The report on Colonialism and Properties now in the care of the NT including links with Historic Slavery published in September 2020, have stirred a predictable response of support and outrage, mimicking the wider cultural wars of our times. However the ongoing online recriminations and cheers miss the point. The NT is neither attempting virtue signalling nor finally addressing the wrongs of imperial history. In fact it is facing up to an existential threat to its very existence.

How so? Well the interim report, which states it is not apportioning blame to anyone, is an attempt to open the debate and is actively seeking feedback from its membership. This publication, which consisted of a fairly staid series of essays (The East India Company, The British Raj after 1857 and Banking & Bankers to give some example chapter headings) would not raise any eyebrows from a recent student of early modern and modern British history. However it has caused considerable outrage on the twitter sphere. Comments range from the NT pandering to marxist politcal tendencies to being preachy and ramming down the BLM agenda where it’s not wanted. So why examine our colonial past and the links to historical slavery now?

In a naive world, NT may have wanted to address these stories because they are interesting, relevant and topical. Although all true, I dont think that is the key reason. Nor is the NT doing this because they have been infiltrated by lefty Marxists and do gooders who are woke, as many of its critics claim. In fact this is part of a programme to keep the NT relevant. Following research into visitors, volunteers and other stakeholders, its become abundantly clear to the NT, that it will struggle as the Baby Boomer generation is suceeded by generations X, Z and Millennials. The NT is a business and it has to maintain its membership, run profitable cafes and shops and recruit and keep an army of volunteers. After extensive research NT is convinced that to survive it needs to change to ensure it is relevant to younger generations. Future NT volunteers have higher expectations of volunteering, it has to be rewarding and chime with their values and beliefs. Younger people are likely to volunteer their time, but compared to their parents generation they are more likely to do so for causes they support. They have a tendency to be careful consumers, have greater awareness of diversity and inclusion and be more likely to be interested in social justice and support brands that take a stand on issues they care about. That might be one reason so many corporations (Fitbit, Nabisco, Microsoft, AirBnB and Unilever to name a few) are jumping on the BLM bandwagon.
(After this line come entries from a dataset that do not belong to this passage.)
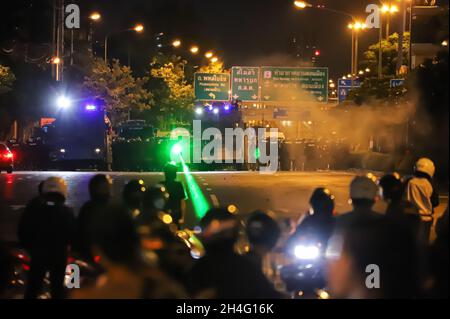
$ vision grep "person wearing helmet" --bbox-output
[245,211,281,269]
[70,205,186,299]
[288,187,335,249]
[378,173,418,218]
[405,157,439,244]
[141,184,193,285]
[336,174,383,228]
[161,163,186,225]
[77,174,112,262]
[187,208,279,299]
[18,177,75,299]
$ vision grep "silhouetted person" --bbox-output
[289,187,335,251]
[336,176,383,227]
[245,211,281,269]
[18,177,75,299]
[122,179,145,214]
[162,164,186,225]
[72,206,186,299]
[379,174,427,241]
[77,174,112,262]
[405,158,439,241]
[188,208,279,299]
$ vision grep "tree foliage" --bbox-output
[198,61,226,73]
[149,54,194,121]
[0,64,16,94]
[361,32,409,76]
[83,58,154,125]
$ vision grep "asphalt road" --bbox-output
[0,171,447,240]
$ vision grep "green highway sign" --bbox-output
[261,67,328,102]
[231,66,259,102]
[194,73,230,101]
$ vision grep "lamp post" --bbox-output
[105,24,144,63]
[348,21,367,78]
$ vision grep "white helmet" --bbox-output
[42,177,67,198]
[350,175,379,200]
[414,157,436,177]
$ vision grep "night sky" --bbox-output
[2,0,408,77]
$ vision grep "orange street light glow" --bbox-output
[191,46,200,54]
[134,24,144,32]
[89,12,102,21]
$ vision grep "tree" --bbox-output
[360,32,409,77]
[150,54,194,126]
[83,58,154,126]
[0,64,16,94]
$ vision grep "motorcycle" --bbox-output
[280,237,329,299]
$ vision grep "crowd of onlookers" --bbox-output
[0,158,449,299]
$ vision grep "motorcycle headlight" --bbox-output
[294,245,320,260]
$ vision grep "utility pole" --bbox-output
[397,0,406,74]
[378,15,389,80]
[52,0,65,82]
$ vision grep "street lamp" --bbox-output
[89,12,102,21]
[348,21,367,75]
[52,56,61,64]
[133,24,144,33]
[105,24,144,62]
[380,4,398,40]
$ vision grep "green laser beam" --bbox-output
[180,154,211,220]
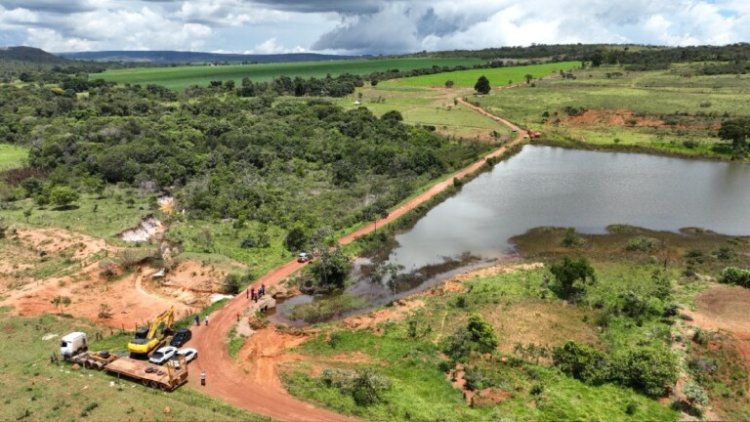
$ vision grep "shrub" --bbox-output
[320,368,391,406]
[719,267,750,287]
[682,382,708,407]
[550,256,596,299]
[443,315,499,361]
[613,347,678,397]
[625,236,657,252]
[552,341,610,385]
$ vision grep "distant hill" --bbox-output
[58,51,360,64]
[0,47,70,64]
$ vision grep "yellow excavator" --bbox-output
[128,307,174,355]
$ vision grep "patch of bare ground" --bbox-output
[677,284,750,420]
[560,108,718,130]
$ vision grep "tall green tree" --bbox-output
[474,75,492,95]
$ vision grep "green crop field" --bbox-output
[471,66,750,158]
[0,144,29,170]
[98,57,482,90]
[336,85,510,140]
[382,62,581,88]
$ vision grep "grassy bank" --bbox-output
[471,67,750,159]
[383,62,581,88]
[95,57,482,90]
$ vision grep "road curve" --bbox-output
[190,98,527,422]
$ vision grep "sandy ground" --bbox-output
[190,99,527,421]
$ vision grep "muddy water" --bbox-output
[389,146,750,269]
[280,146,750,324]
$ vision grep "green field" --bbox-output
[382,62,581,88]
[285,267,678,420]
[336,84,510,140]
[471,67,750,158]
[97,57,483,90]
[0,144,29,170]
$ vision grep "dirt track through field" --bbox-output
[190,98,527,421]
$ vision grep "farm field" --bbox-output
[336,84,511,142]
[379,62,581,88]
[472,67,750,157]
[97,57,483,90]
[0,144,29,171]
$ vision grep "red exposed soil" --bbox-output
[191,99,527,421]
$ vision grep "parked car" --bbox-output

NT is a brand too, it needs the buy in of its audience, which includes potential volunteers. If younger generations think that the NT is not being truthful about colonial history and is ambigious about issues that they care about, the NT is likely to decline and become irrelevant to them. The current examination of history may alienate a sizeable minority of the Baby Boomer generation, but the NT understands that its future lies elsewhere. As the majority of Baby Boomers move on from early retirement to being less active, they become increasingly less important to NT, while other audiences become more important. Demographics dictate the National Trust can’t afford not to address newer generations.